Dear Editor: Suddenly, the right-wing Fraser Institute pushes out an HST study that aligns with its agenda of everdecreasing taxes.

Dear Editor:

Suddenly, the right-wing Fraser Institute pushes out an HST study that aligns with its agenda of everdecreasing taxes. Is the Fraser Institute's Canadian Tax Simulator some kind of magic box from which we might expect valid estimates? I question several of its assumptions and conclusions:

1) The Fraser report assumes the HST is at 10 per cent in 2011 - not in 2014, the actual date for the promised reduction.

2) The report does not consider one-person households. These households consist mainly of the elderly, the young and the poor - the demographic that is hit hardest by increasing regressive consumer taxes.

3) The report states that the "cost of business taxation is ultimately passed on to ordinary B.C. families in the form of higher prices." Businesses rarely pass on tax increases or decreases dollar-fordollar. Competition and other market forces are more important factors affecting business pricing.

4) The report estimates that "families at all income levels will pay more sales tax under the PST/GST." Recently the Ministry of Finance released statistics showing that the HST is bringing in hundreds of millions of dollars more than the revenues lost from the business tax reductions.
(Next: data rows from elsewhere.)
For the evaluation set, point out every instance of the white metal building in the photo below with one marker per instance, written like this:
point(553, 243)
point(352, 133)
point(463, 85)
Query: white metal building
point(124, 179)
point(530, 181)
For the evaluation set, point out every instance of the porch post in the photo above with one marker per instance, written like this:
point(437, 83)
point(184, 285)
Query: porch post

The report's conclusion that all income groups will experience an overall tax increase, and that the lowest income groups will be hit the hardest if we return to the GST/PST, is absurd. It flies in the face of the evidence, and the common sense inference that a seven per cent tax increase (or even a five per cent tax increase) on a wide range of services and products will produce higher government revenues. Look at the evidence, not the output from the magic box.